Virgin wool is the wool taken from a lamb's first shearing. This is the softest and finest wool produced. There is another meaning of virgin wool - it can refer to wool that has never been used, processed, or woven before. This type of virgin wool can come from an adult sheep.
It was in 1891 that Cross and Bevan discovered a technique to manufacture viscose, a substitute for natural silk: The viscose process dissolves pulp with aqueous sodium hydroxide and carbon disulfide. This produces a viscous solution. This solution was the first thing to bear the name "viscose". The cellulose solution is used to spin the viscose rayon fibre, which may also be called viscose.
Soft, sheer fabric, usually made of 100% cotton or cotton blended with linen or polyester. Because of its light weight, the fabric is mostly used in soft furnishing. In tropical climates, voile is used for window treatments and mosquito nets. When used as curtain material, voile is similar to net curtains. Voiles are available in a range of patterns and colours. Because of their semitransparent quality, voile curtains are made using heading tape that is less easily noticeable through the fabric. Voile fabric is also used in dressmaking, either in multiple layers or laid over a second material. The term is French for veil.
A wool fibre is composed of four layers (from outer to inner layer): the corneous layer of scales (cuticula), an intermediate membrane (subcutis), the cortex and the medulla.

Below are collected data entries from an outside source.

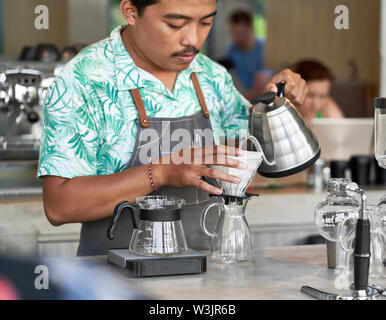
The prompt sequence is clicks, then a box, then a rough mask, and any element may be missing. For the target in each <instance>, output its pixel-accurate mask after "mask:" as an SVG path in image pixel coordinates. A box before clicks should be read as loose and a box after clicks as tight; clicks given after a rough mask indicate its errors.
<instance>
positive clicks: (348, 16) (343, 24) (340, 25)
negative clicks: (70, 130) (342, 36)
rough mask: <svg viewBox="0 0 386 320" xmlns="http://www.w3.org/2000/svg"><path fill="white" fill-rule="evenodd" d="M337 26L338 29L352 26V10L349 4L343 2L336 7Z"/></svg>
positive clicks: (349, 27)
mask: <svg viewBox="0 0 386 320" xmlns="http://www.w3.org/2000/svg"><path fill="white" fill-rule="evenodd" d="M334 12H335V14H337V15H338V16H337V17H336V18H335V28H336V29H337V30H348V29H349V28H350V11H349V9H348V7H347V6H345V5H343V4H341V5H339V6H337V7H336V8H335V11H334Z"/></svg>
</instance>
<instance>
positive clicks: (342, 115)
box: [293, 60, 344, 124]
mask: <svg viewBox="0 0 386 320" xmlns="http://www.w3.org/2000/svg"><path fill="white" fill-rule="evenodd" d="M293 71H294V72H296V73H298V74H300V75H301V77H302V78H303V79H304V80H306V83H307V88H308V94H307V96H306V98H305V100H304V102H303V103H302V104H301V105H300V106H299V107H298V110H299V112H300V113H301V115H302V116H303V118H304V120H305V121H306V123H307V124H309V123H310V122H311V120H312V119H313V118H344V114H343V112H342V110H341V109H340V107H339V106H338V104H337V103H336V102H335V101H334V100H333V99H332V98H331V96H330V89H331V83H332V82H333V81H334V77H333V76H332V74H331V72H330V70H328V68H327V67H325V66H324V65H323V64H321V63H320V62H317V61H315V60H303V61H300V62H298V63H296V64H295V66H294V67H293Z"/></svg>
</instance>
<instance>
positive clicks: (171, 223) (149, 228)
mask: <svg viewBox="0 0 386 320" xmlns="http://www.w3.org/2000/svg"><path fill="white" fill-rule="evenodd" d="M136 200H137V203H135V204H133V203H130V202H127V201H124V202H121V203H119V204H118V205H117V206H116V207H115V210H114V215H113V217H112V220H111V224H110V227H109V230H108V237H109V238H110V239H113V238H114V231H115V229H116V227H117V224H118V220H119V217H120V214H121V213H122V211H123V210H124V209H129V210H125V212H128V213H130V214H131V217H132V221H133V226H134V231H133V234H132V236H131V240H130V244H129V249H130V251H132V252H133V253H136V254H139V255H147V256H165V255H175V254H180V253H183V252H184V251H186V250H187V243H186V239H185V233H184V229H183V227H182V222H181V208H182V205H183V204H184V200H182V199H179V198H177V197H169V196H146V197H140V198H137V199H136ZM136 210H140V219H139V221H137V219H136V217H135V211H136Z"/></svg>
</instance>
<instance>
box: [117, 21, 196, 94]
mask: <svg viewBox="0 0 386 320" xmlns="http://www.w3.org/2000/svg"><path fill="white" fill-rule="evenodd" d="M124 27H125V26H124V25H123V26H119V27H117V28H115V29H114V30H113V31H112V32H111V34H110V40H111V45H112V50H113V54H114V58H115V75H116V81H117V88H118V90H132V89H137V88H143V87H146V89H148V90H153V91H158V92H160V93H162V94H165V95H170V94H171V93H170V92H169V90H168V89H167V88H166V87H165V86H164V85H163V83H162V82H161V81H159V80H156V79H151V77H146V74H145V73H144V72H143V71H141V69H140V68H138V67H137V66H136V65H135V63H134V61H133V59H132V58H131V56H130V54H129V53H128V52H127V50H126V48H125V45H124V43H123V41H122V36H121V31H122V29H123V28H124ZM197 58H198V56H196V57H195V59H194V60H193V61H192V62H191V64H190V65H189V67H188V68H187V69H185V70H184V71H181V72H180V73H179V75H178V77H179V78H180V77H181V78H183V79H187V78H189V77H190V74H191V73H192V72H203V71H204V68H203V67H202V66H201V65H200V63H199V62H198V61H197V60H198V59H197Z"/></svg>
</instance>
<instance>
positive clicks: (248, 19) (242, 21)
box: [229, 9, 253, 25]
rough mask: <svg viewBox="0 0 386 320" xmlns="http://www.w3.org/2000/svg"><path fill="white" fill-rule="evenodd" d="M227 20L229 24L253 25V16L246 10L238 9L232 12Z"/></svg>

Fabrics are produced by converting yarns, and sometimes fibres, into a fabric having characteristics determined by the materials and methods employed. Most fabrics are produced by some method of interlacing, such as weaving or knitting. Other interlaced fabrics include net, lace, and braid.
X versus Y document
Once a patent application is filed, the authorities will verify whether the claimed invention is amongst others NEW and INVENTIVE in view of what is already known in the WORLD before issuing the patent. The rapport that is sent to the applicant sometimes refers to X and/or Y documents:
X-documents indicate that (part of) the invention is not NEW; in the light of these documents the invention cannot be considered as new
Y-documents indicated that (part of) the invention is not INVENTIVE; in the light of these documents, the invention cannot be considered as inventive
Therefore, a report containing a lot of X and Y documents is not a positive report.
A zipper, zip, fly, or zip fastener, formerly known as a clasp locker, is a commonly used device for binding the edges of an opening of fabric or other flexible material, like on a garment or a bag. It is used in clothing (e.g., jackets and jeans), luggage and other bags, sporting goods, camping gear (e.g. tents and sleeping bags), and other items. Zippers come in all different sizes, shapes, and colours.
Whitcomb L. Judson was an American inventor from Chicago who invented and constructed a workable zipper. The method, still in use today, is based on interlocking teeth. Initially, it was called the “hookless fastener” and was later redesigned to become more reliable. The modern type zipper was designed by Gideon Sunback and patented in 1913.